Binskin’s findings agreed with Israel’s – the attack was a tragic case of mistaken identity, caused by a failure of Israeli officers to follow protocols, but also by the presence, against WCK policy, of gunmen within the convoy. He stressed the similarity of the IDF’s conduct, and investigation mechanisms and processes, to the ADF’s. Yet in her press conference releasing these findings – and indeed subsequently – Wong ignored these aspects of his findings, misleadingly describing the incident as an “intentional strike”, while making it sound as if Binskin had uncovered previously unknown wrong-doing by Israel, adding, “We will continue to press for full accountability, including any appropriate criminal charges.”
Even on the one-year anniversary of October 7, the Government couldn’t contain its parliamentary condolence motion to the victims of the Hamas attacks, feeling the need to include clauses calling for a ceasefire and a two-state solution. This led the Opposition to oppose the motion. The Government then blocked the Opposition’s attempt to move its own motion.
In a Sydney Morning Herald and Age opinion piece on Nov. 6, 2024, Wong wrote that the international community had failed to honour the 1947 promise of a Palestinian state – yet there was no such promise. She didn’t even mention the peace initiatives the Palestinians had spurned. She also wrote that Israel’s supporters claim the ALP enables Hamas by insisting Israel follow the laws of war. In reality, the ALP enables Hamas by condemning Israel even though Israel is following the laws of armed conflict.
The constant blaming of Israel for civilian deaths and other attacks on Israel’s conduct have no doubt added to the climate contributing to the sharp rise in antisemitism since October last year. The Government has condemned this antisemitism, but even here, its half-hearted conduct has gravely disappointed much of the Jewish community.
The Government was less strong than it could have been in relation to the often antisemitic and intimidatory aspects of the anti-Israel demonstrations and protest encampments.

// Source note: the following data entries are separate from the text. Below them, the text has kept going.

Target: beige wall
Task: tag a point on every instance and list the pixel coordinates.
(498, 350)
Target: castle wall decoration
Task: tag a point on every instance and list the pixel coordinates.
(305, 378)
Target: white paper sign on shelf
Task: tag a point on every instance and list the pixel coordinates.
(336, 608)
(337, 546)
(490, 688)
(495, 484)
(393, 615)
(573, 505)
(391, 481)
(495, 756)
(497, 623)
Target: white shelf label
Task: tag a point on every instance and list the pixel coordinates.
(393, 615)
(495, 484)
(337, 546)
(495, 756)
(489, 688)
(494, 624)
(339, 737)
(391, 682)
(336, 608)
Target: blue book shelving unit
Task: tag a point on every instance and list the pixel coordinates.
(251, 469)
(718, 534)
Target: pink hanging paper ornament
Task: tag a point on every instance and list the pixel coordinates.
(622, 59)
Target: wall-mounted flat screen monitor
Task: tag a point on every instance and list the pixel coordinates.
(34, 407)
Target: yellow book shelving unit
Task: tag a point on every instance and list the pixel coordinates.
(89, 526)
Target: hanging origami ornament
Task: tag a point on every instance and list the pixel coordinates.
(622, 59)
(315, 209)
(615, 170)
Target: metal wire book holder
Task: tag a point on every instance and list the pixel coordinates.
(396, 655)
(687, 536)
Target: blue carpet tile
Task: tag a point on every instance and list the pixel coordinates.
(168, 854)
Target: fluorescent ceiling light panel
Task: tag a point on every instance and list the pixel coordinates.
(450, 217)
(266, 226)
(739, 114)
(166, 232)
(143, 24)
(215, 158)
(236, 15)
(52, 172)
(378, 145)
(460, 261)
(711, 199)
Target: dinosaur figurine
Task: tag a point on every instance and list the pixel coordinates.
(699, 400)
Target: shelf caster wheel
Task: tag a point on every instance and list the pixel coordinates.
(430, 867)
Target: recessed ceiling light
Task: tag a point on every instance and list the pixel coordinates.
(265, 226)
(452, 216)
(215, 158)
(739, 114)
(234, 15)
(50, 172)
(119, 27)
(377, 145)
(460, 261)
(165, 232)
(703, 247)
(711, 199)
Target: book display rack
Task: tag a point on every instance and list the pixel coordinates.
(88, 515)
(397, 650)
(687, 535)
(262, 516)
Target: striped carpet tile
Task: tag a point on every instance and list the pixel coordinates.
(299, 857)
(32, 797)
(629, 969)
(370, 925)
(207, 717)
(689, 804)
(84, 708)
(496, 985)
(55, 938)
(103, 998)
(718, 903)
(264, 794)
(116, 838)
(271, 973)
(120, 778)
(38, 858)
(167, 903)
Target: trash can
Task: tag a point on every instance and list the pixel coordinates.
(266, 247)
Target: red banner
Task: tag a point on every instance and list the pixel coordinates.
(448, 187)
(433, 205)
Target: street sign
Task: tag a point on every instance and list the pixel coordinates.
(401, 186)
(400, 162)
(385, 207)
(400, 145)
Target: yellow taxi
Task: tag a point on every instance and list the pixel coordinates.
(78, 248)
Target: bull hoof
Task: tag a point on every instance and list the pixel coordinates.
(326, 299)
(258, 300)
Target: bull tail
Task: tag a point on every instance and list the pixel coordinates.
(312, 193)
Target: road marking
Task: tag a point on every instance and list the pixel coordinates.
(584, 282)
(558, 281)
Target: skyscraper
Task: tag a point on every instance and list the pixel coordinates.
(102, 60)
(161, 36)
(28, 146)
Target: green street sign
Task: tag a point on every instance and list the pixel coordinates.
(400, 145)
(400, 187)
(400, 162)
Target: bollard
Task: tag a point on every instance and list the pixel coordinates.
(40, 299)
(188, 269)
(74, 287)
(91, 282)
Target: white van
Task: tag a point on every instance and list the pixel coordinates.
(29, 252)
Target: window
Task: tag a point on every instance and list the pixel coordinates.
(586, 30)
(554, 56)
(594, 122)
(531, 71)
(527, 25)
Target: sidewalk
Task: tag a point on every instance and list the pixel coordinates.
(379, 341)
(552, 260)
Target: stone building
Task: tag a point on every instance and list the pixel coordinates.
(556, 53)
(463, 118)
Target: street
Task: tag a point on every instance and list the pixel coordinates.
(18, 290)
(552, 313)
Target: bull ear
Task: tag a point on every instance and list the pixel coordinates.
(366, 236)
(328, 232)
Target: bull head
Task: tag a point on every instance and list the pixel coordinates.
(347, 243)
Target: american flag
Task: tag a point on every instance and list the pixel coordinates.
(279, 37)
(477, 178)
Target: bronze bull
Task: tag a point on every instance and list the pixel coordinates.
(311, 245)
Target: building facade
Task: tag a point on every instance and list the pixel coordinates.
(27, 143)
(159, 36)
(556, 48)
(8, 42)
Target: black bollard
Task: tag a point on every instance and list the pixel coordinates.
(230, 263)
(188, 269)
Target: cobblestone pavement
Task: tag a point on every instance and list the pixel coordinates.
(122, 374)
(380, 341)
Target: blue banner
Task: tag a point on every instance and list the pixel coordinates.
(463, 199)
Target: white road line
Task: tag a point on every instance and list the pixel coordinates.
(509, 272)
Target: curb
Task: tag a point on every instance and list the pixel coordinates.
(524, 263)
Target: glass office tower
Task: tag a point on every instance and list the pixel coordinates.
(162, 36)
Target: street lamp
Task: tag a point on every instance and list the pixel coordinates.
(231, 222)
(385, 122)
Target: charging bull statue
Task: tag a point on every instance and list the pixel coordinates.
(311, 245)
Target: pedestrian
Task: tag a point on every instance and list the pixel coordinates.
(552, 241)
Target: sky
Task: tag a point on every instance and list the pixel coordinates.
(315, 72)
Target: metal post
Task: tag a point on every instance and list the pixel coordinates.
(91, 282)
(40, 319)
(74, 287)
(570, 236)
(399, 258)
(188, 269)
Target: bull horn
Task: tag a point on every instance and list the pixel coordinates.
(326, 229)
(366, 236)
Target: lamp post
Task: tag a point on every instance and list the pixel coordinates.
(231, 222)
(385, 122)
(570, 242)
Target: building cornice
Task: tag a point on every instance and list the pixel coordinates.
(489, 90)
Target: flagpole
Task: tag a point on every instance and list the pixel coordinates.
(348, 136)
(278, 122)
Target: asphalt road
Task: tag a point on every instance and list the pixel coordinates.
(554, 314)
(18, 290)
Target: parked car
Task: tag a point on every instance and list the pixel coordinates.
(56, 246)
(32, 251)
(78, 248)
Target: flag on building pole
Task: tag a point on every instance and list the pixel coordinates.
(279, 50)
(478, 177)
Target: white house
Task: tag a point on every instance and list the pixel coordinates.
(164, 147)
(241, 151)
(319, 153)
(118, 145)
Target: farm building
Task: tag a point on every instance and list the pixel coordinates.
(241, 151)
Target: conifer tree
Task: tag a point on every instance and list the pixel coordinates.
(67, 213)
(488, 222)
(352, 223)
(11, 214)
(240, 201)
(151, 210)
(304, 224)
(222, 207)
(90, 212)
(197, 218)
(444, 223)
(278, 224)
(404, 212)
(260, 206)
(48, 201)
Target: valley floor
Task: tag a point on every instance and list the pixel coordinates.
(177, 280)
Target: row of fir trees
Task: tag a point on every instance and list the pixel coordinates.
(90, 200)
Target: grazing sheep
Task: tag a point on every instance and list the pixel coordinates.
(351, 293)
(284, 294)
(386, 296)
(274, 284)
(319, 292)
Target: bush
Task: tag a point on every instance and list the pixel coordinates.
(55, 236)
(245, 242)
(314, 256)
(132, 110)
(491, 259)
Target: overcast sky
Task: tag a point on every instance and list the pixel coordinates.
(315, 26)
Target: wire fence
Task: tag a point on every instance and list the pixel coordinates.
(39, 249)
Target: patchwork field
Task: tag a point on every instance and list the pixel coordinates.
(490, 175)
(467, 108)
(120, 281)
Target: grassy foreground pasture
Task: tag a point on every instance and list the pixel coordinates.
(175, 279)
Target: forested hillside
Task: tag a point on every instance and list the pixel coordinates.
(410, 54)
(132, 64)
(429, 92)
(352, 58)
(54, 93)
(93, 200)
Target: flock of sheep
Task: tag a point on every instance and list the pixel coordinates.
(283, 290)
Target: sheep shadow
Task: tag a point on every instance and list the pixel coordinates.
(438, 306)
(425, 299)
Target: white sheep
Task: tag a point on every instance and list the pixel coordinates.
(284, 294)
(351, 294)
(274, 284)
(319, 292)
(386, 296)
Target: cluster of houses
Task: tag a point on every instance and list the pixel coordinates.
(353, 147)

It is also galling that Government figures seem unable to discuss antisemitism without adding “and Islamophobia”, as if antisemitism on its own is insufficiently significant to discuss.
The fact that many Jewish university students and staff feel unsafe on campus causes the Jewish community great angst. The Coalition rightly argues that the only way to deal with the failure of universities to remedy this situation is a judicial inquiry with royal commission powers. However, the Government blocked the Opposition Bill to establish this, instead referring the problem to a parliamentary committee with fewer investigative powers and subject to politicisation by hostile senators.
The Government’s own calculations no doubt inform its actions. However, the overall effect has been to degrade Australia’s relationship with our most important Middle Eastern partner, in a way that shows a distinct lack of principle and appears to undermine our core national interests.
The Australian Government’s frosty and highly critical stance on Israel will also almost certainly put us at odds with the incoming Trump Administration, likely damaging our relationship with by far our most important strategic ally.
And, sadly, the effect of the Government’s shift in Middle East policies has been to increase the isolation felt by Australia’s Jewish community, suffering its worst-ever wave of antisemitism. Indeed, it may even have inadvertently contributed to the intensity of the unprecedented antisemitic wave afflicting Australia over the past year.